L’arrivée de Starlink, le réseau Internet par satellite d’Elon Musk, promettait de balayer d’un revers de main la fracture numérique en Afrique. Sur le papier, la promesse est séduisante : une constellation en orbite basse capable d’arroser les zones les plus reculées du continent, là où la fibre et la 4G refusent de s’aventurer faute de rentabilité. Pourtant, la réalité du terrain en Afrique francophone dessine un tout autre tableau. L’expansion de cette technologie ne se joue pas dans les cieux, mais dans les bureaux feutrés des régulateurs et des ministères.
Le pivot stratégique : De la disruption à la collaboration
Initialement perçu comme un « disrupteur » arrogant prêt à vampiriser les parts de marché des opérateurs historiques, Starlink a dû revoir sa copie. L’entreprise a compris qu’en Afrique, on ne passe pas en force. Le changement de paradigme est total : Starlink s’allie désormais avec les géants locaux.
Avec Airtel Africa, la stratégie repose sur le « direct-to-cell », une technologie révolutionnaire permettant aux smartphones standards de se connecter directement aux satellites, supprimant ainsi la barrière financière de l’achat d’une antenne parabolique coûteuse.
Avec Vodacom, l’approche est structurelle : le satellite sert de « backhaul » (réseau de collecte) pour relier les antennes-relais isolées au cœur du réseau.
En s’intégrant comme une couche d’infrastructure complémentaire plutôt que comme un concurrent frontal, Starlink tente d’amadouer des gouvernements très protecteurs de leurs opérateurs nationaux.
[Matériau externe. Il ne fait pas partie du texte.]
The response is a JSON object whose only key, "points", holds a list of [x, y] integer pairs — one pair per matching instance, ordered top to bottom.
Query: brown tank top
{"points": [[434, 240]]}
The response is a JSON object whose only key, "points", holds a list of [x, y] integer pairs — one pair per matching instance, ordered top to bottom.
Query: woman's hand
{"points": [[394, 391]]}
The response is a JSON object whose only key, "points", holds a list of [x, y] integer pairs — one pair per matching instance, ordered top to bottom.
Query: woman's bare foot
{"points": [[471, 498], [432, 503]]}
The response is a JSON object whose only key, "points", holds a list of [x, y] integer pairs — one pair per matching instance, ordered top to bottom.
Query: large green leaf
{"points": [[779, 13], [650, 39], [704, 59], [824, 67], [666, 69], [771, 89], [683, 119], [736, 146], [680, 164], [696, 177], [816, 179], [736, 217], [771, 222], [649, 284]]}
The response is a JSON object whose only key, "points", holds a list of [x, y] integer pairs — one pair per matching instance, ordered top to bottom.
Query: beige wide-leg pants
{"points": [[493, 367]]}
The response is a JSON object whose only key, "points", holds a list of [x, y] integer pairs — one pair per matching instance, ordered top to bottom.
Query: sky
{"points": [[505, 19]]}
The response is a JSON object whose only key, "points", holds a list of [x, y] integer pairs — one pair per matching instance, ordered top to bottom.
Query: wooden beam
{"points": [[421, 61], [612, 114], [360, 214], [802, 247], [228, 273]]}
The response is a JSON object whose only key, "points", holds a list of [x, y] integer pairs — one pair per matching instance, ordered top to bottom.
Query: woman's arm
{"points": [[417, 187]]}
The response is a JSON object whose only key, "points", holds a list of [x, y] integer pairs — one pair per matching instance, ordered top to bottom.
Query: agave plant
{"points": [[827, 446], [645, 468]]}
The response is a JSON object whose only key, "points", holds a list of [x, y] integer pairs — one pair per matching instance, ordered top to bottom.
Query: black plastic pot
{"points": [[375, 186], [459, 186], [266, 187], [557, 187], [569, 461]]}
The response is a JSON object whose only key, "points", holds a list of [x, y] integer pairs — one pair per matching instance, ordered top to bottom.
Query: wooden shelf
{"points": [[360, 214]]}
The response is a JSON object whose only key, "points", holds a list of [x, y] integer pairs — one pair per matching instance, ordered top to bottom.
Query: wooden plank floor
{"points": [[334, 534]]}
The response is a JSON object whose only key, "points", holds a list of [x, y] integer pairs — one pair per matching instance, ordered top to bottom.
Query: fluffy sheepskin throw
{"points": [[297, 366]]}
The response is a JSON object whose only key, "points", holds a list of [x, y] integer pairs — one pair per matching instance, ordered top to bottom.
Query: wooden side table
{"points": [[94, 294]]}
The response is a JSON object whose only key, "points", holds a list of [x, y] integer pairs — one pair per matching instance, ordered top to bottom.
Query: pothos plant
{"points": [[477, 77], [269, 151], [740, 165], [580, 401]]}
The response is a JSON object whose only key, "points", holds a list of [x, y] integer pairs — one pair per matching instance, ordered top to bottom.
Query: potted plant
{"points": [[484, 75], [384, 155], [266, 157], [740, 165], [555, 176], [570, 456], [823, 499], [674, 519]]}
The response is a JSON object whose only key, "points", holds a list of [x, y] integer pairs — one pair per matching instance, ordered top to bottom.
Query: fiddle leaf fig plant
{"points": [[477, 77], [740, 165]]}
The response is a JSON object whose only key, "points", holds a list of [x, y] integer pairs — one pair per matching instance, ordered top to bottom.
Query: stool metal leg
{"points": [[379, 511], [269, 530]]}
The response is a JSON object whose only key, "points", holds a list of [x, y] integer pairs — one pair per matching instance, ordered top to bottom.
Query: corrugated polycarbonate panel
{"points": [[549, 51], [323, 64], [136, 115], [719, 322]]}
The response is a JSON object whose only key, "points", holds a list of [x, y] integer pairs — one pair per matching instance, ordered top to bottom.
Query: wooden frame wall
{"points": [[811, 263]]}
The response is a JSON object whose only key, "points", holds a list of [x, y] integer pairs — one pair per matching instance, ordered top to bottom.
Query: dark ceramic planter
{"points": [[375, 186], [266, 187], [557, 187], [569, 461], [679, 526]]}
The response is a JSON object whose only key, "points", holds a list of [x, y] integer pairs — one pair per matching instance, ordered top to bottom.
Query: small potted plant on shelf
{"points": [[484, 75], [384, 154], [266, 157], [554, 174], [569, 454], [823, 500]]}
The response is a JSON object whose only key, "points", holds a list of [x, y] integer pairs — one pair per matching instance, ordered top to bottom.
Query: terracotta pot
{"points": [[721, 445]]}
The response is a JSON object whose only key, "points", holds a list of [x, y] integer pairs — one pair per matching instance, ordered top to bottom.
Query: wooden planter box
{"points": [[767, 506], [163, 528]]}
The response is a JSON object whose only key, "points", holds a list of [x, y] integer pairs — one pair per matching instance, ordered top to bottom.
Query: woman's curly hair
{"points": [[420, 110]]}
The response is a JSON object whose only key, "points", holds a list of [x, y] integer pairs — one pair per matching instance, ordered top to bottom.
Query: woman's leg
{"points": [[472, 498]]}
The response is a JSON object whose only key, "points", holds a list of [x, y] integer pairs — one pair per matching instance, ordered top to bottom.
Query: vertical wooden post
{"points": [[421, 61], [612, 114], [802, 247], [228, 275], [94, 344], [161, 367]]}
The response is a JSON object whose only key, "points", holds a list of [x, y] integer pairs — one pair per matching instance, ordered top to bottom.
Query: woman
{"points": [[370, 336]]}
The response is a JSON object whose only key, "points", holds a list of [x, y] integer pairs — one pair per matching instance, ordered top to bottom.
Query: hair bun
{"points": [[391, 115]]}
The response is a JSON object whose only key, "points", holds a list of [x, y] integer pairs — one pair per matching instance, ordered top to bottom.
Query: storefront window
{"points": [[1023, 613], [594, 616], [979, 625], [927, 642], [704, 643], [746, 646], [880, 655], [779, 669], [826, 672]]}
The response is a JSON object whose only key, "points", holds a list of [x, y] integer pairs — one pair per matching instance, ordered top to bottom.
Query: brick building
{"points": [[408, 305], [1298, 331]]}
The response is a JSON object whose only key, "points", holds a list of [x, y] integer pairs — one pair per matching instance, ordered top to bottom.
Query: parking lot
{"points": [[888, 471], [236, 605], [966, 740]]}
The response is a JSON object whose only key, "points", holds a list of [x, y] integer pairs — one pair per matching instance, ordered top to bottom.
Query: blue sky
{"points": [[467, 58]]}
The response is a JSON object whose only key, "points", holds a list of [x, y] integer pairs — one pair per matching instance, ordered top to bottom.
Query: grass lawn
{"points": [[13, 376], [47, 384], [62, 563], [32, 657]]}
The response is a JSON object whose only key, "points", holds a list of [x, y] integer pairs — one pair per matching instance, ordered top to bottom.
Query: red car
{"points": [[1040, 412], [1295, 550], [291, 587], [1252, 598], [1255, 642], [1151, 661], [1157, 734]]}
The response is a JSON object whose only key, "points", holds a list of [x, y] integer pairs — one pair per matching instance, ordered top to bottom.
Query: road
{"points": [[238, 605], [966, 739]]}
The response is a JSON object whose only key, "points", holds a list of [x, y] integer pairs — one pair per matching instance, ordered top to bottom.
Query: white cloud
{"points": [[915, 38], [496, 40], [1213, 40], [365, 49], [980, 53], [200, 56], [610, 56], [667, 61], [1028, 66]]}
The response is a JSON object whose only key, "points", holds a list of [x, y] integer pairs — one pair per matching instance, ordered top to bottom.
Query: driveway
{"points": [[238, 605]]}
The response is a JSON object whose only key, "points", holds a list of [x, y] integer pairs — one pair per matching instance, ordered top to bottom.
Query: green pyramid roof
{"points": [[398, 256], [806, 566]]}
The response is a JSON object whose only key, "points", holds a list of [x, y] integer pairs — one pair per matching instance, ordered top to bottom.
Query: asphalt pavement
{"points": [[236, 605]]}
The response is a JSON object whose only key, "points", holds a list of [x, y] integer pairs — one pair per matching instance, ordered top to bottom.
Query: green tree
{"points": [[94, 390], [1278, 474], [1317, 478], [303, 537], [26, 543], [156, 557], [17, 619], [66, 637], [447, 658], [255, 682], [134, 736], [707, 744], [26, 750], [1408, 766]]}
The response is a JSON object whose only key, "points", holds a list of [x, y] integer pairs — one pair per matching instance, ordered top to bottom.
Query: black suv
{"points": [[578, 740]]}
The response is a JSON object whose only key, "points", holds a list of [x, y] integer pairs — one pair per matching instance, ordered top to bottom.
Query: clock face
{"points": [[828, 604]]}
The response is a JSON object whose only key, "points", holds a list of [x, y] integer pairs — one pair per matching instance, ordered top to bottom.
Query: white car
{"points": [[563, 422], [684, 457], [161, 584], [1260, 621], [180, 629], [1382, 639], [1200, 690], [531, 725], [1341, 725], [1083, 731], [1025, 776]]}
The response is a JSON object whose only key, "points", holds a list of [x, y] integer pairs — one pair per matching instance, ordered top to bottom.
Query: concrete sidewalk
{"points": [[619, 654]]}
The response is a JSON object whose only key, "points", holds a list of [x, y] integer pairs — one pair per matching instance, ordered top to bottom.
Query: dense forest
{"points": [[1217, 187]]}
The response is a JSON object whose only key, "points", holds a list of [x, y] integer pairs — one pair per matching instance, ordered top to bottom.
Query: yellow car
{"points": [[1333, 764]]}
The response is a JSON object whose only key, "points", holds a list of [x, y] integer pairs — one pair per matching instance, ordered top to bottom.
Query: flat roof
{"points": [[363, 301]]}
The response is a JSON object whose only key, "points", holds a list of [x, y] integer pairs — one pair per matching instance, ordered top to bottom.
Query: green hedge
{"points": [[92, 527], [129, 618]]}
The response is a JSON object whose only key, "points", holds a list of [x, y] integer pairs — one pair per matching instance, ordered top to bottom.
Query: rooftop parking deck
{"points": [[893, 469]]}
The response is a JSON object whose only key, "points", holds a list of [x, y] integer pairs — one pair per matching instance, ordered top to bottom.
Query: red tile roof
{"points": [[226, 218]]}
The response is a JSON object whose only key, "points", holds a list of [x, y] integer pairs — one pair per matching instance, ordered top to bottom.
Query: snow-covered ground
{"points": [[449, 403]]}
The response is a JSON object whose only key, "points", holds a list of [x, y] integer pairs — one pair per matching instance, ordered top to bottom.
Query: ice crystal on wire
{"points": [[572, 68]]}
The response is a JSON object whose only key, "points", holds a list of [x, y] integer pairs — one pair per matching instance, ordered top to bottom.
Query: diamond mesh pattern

Une carte francophone morcelée et contrastée
La réception de cette technologie est loin d’être homogène. Le Sénégal a joué la carte du pragmatisme social, accordant une licence en échange d’un engagement à connecter gratuitement un million de personnes. La RDC et la Centrafrique ont également ouvert leurs portes.
Mais le cas du Cameroun illustre la tension inhérente à cette innovation. Yaoundé a purement et simplement banni l’importation et l’utilisation des équipements Starlink, invoquant des impératifs de sécurité nationale. Les douanes confisquent le matériel aux frontières, transformant le pays en un laboratoire de ce qui se produit lorsqu’un État perçoit le satellite comme une menace pour sa souveraineté numérique. La Côte d’Ivoire, de son côté, observe et négocie, tandis que des acteurs historiques comme Orange (Sonatel) font pression pour maintenir des conditions de concurrence équitables.
Le vrai défi : L’économie informelle
Au-delà de la régulation, le modèle économique de Starlink se heurte au mur du pouvoir d’achat. Au Sénégal, l’équipement coûte près de 188 $, pour un abonnement mensuel avoisinant les 40 $. Dans des pays où le revenu moyen peine à dépasser les 200 $, l’acquisition individuelle relève de l’utopie pour le grand public.
C’est ici que l’ingéniosité africaine prend le relais. Des micro-entrepreneurs transforment les kits Starlink en points d’accès communautaires, vendant la connexion à l’heure ou à la journée. L’Internet par satellite ne sera probablement pas un produit de consommation de masse en Afrique francophone, mais une infrastructure mutualisée. La révolution spatiale aura bien lieu, mais elle sera modelée par les réalités terriennes du continent.